When Your Crohn’s Treatment Needs to Be Changed… Again
Last updated: July 2021
A few months ago, I wrote an article about a change in my Crohn's treatment plan. Little did I know that it was just the beginning of series of changes that were on the horizon.
I like to think I am optimistic when it comes to living with Crohn's. I am a fan of the "if you can't change it, change your attitude about it" mantra, and I feel that it was written specifically for people living with a chronic illness.
However, I was dealt a decent blow when I found out that my treatment plan was no longer working for me and I had to make yet another change to my biologic medication.
Switching biologics: my backstory
If you haven't read my previous article on treatment changes, I will recap. (And remember, every patient is different, so our treatment experiences will all be different too.)
An elevated calprotectin test result and some ulcers spotted in a colonoscopy caused my GI to test my Stelara levels to see if it was at an optimal level. The results proved I had room to increase my dose from every 8 weeks to every 4 weeks so I tried that for a few months.
I was frustrated that this had to change, but things escalated from there, thus causing another course correction a few months later.

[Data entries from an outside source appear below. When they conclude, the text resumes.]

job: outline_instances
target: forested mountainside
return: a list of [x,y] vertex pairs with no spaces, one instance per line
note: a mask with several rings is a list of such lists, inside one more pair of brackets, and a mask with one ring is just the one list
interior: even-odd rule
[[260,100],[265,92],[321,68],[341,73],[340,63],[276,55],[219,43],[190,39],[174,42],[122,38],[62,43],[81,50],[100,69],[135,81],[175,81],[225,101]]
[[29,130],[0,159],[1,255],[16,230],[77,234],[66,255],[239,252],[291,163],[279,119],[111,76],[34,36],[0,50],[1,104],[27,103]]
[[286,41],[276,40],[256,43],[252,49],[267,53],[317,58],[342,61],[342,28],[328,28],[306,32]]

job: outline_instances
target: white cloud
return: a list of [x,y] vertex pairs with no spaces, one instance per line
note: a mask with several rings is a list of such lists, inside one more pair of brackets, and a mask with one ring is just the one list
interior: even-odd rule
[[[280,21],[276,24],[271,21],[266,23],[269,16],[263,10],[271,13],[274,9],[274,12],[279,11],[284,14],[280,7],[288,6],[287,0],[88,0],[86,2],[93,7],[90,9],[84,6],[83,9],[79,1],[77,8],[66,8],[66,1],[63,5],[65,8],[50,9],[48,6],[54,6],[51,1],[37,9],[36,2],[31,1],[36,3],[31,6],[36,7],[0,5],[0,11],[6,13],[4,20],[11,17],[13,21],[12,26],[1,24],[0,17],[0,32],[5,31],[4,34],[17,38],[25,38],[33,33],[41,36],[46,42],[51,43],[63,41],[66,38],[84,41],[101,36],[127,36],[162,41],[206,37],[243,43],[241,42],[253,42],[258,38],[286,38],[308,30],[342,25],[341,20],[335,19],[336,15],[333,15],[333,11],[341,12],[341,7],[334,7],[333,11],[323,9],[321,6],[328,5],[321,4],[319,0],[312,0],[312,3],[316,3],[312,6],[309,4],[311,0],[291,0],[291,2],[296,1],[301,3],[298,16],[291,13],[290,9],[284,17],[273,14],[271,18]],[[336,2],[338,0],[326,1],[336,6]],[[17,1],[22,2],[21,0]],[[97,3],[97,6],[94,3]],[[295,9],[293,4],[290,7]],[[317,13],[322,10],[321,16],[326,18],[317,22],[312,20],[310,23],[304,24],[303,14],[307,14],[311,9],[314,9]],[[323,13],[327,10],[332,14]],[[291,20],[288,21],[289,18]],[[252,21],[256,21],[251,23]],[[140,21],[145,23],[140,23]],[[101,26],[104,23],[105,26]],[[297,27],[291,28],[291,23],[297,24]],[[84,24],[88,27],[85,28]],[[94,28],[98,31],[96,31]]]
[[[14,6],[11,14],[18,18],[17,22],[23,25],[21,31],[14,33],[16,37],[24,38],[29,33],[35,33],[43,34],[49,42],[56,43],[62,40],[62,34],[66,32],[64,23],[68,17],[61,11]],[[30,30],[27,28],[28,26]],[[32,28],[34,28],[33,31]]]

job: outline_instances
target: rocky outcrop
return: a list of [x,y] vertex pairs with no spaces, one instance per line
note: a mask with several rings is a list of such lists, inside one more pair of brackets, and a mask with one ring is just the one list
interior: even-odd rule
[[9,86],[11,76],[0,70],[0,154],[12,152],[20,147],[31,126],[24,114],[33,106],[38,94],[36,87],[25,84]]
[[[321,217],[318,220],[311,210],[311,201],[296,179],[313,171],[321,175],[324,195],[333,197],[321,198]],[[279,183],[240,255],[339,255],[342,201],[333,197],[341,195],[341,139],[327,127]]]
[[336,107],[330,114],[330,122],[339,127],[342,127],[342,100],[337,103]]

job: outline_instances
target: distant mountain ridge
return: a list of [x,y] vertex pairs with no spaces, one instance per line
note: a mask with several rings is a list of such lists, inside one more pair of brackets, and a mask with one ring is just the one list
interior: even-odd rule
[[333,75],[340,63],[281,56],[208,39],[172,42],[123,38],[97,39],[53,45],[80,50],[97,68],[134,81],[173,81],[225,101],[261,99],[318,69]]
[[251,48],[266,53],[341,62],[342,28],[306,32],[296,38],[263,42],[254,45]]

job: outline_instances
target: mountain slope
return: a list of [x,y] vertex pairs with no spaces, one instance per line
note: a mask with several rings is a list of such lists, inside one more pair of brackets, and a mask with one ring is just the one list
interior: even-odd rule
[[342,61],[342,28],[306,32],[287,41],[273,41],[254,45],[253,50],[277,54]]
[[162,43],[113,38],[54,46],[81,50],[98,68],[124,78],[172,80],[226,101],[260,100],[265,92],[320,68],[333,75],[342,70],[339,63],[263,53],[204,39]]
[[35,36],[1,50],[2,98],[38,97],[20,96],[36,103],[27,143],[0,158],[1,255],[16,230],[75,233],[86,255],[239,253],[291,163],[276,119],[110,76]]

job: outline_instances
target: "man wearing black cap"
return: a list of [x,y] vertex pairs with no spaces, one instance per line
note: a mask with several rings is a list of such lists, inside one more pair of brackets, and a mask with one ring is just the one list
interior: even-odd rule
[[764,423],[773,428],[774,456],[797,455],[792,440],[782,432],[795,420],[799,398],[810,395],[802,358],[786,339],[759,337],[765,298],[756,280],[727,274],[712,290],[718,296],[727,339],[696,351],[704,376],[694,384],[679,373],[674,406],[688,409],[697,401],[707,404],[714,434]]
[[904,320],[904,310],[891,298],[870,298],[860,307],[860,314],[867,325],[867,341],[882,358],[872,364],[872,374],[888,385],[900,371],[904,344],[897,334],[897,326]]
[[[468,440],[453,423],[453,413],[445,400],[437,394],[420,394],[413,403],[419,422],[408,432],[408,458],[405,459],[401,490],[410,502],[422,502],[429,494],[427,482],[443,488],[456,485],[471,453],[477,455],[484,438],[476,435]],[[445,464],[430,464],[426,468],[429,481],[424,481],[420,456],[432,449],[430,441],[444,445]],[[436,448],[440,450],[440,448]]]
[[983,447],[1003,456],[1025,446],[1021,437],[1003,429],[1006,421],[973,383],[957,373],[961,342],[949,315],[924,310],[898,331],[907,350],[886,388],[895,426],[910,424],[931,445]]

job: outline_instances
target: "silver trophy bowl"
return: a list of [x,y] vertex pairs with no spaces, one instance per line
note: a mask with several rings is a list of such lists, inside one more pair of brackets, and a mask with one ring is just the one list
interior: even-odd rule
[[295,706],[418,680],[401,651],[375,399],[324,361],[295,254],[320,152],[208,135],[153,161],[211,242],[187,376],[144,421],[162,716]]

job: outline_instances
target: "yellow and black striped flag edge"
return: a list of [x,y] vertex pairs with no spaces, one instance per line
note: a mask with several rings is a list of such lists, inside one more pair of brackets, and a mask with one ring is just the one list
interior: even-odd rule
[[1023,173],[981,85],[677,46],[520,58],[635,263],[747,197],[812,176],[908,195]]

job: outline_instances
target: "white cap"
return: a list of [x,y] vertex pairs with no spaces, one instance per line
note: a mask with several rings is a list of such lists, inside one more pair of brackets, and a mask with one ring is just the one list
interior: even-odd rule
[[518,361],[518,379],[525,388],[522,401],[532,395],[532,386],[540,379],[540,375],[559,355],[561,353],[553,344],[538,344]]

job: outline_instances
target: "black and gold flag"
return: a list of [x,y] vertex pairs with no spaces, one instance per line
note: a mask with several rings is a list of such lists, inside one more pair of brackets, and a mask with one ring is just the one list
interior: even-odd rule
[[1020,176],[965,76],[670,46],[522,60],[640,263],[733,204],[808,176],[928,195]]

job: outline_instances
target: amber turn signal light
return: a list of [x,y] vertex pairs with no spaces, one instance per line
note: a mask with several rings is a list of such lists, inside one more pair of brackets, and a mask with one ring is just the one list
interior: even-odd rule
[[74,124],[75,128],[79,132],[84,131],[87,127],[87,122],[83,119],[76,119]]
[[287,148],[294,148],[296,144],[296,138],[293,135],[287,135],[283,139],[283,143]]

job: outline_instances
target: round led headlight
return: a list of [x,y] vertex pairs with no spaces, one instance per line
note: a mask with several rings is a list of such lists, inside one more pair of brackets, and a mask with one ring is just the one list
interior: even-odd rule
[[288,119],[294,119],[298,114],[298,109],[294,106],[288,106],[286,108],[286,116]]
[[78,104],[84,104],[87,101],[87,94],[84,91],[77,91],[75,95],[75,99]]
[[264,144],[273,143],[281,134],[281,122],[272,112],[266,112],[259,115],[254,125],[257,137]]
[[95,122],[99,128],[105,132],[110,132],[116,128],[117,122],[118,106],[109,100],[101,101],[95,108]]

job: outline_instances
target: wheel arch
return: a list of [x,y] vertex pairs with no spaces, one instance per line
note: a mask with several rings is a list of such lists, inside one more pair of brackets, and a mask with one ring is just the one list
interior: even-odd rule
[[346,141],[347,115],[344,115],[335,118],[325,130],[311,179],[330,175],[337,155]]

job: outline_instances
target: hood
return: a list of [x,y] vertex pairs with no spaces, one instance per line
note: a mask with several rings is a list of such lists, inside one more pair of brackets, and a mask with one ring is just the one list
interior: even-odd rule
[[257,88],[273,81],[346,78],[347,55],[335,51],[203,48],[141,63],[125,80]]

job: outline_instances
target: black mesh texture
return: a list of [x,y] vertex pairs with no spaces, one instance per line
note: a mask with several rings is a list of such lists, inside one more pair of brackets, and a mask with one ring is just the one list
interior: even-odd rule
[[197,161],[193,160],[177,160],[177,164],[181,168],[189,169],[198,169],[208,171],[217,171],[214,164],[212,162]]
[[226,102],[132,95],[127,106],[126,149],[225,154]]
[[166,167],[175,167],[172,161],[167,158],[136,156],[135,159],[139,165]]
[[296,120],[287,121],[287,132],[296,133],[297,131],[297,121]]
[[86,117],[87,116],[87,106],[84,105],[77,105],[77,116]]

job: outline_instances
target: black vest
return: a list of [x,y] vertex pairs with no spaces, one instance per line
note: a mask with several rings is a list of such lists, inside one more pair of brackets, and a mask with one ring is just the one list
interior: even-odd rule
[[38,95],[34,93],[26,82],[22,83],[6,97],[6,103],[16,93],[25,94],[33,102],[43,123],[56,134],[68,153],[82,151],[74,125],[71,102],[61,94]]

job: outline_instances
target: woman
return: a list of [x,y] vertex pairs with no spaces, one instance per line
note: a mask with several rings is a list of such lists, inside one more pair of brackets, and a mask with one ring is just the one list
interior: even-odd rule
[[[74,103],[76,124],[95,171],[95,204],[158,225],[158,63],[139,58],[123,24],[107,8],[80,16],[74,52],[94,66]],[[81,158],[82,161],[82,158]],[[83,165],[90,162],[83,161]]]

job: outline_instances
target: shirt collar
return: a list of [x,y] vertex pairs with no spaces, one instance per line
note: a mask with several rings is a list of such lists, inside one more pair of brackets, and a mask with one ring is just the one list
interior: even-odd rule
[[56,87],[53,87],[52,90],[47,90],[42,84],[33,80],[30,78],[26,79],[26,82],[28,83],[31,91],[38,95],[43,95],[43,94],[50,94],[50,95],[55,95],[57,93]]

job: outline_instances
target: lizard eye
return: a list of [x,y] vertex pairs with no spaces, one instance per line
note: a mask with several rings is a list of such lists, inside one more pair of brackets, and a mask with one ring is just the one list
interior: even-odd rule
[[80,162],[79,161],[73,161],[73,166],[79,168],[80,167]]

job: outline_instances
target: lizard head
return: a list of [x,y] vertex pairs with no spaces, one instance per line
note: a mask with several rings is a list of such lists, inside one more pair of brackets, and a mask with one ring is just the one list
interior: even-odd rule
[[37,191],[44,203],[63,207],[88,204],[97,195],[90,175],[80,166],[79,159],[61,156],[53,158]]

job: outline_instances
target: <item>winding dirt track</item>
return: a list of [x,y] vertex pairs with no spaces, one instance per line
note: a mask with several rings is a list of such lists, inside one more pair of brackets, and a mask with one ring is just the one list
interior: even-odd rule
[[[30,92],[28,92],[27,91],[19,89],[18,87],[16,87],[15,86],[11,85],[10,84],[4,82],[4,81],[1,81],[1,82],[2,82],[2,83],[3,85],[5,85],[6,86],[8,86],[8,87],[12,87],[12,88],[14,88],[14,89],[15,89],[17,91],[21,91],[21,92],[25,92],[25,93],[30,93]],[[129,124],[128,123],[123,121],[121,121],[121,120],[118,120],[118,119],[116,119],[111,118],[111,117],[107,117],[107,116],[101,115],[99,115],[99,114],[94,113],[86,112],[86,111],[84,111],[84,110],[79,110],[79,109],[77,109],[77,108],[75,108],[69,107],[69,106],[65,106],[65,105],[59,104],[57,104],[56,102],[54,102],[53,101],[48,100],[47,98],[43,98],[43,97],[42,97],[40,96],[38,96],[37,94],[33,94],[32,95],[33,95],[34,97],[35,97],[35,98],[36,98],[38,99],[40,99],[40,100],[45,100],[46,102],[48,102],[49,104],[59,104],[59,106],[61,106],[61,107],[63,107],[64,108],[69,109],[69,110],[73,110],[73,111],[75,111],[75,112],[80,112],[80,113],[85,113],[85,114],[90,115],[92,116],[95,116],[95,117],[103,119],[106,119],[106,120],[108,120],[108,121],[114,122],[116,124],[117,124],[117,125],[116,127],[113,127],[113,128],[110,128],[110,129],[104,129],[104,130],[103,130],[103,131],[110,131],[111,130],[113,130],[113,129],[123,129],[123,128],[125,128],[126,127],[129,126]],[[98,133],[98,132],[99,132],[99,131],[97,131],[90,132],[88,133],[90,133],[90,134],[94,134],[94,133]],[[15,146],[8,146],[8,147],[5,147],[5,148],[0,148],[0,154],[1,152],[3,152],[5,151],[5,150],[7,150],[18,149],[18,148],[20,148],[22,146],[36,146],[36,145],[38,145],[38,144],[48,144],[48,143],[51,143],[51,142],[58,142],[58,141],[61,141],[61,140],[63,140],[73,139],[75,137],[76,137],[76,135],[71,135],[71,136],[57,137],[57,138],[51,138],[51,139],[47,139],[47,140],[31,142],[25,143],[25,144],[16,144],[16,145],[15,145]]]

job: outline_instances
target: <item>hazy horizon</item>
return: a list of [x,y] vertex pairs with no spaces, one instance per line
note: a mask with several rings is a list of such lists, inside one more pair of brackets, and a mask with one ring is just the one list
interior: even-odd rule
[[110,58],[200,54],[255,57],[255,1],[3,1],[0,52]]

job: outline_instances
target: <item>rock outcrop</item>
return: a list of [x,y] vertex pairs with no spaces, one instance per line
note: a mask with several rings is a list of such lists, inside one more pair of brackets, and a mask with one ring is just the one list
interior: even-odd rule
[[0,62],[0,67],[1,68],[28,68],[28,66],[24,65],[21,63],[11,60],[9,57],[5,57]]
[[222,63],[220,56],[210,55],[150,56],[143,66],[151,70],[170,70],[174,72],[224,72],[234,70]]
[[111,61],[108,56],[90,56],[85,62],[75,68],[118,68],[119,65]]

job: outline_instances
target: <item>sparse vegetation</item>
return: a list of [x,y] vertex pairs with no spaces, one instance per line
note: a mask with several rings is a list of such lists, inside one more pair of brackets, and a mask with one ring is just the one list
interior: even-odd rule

I had labs to check my calprotectin levels three months after increasing my Stelara frequency, which were unchanged despite increasing my Stelara frequency. My GI suggested doing another colonoscopy so that we could see exactly what was going on inside, and to my disappointment, more ulcers were discovered than what was seen a few months prior.
I was devastated to hear that despite increasing my dose of Stelara, I was trending in the wrong direction and was no longer "in remission" after nearly 6 years.
Dealing with Crohn's treatment changes
But, I kicked into "optimistic mode" and looked for the silver lining. I felt grateful that we discovered an issue before it became worse or turned into a flare, and I wanted to take action immediately.
My GI suggested getting more blood work to see if my Stelara levels were at an optimal level. Truthfully, I no longer wanted to mess around with Stelara. If, after cutting the frequency in half I not only did not improve, but got worse, I had little hope that increasing the Stelara even further would make a difference.
I remembered that I was declared in remission while on Entyvio back in 2016. However, my disease spread beyond my gut so I decided (along with my GI) to switch to Stelara.
I decided to take a chance that my Crohn's was otherwise controlled and wanted to go back on Entyvio since I knew it would heal my gut and (hopefully) put me back in remission.
So, I started Entyvio again just two months ago and have felt really well since then. Also, as a bonus, I am able to get it done as an in-home infusion which helps as a mom to an 18-month old.
Our Crohn's journey is constantly chaning
There are two things I hope you take away from this article and my experiences with switching biologics.
First is that our journey with Crohn's is constantly changing and while we should be grateful for the good days, we should never take them for granted. Secondly, use setbacks in a positive way and take control where you can.
Had I waited for the blood work to check my Stelara levels, it would have delayed the proper treatment I needed. I didn't want to waste time and knew action had to be taken immediately. I needed to advocate for myself to my doctor.
Despite being disappointed with yet another change to my treatment plan, I am glad I had the opportunity to get ahead of any potential complication and start the treatment that works for me.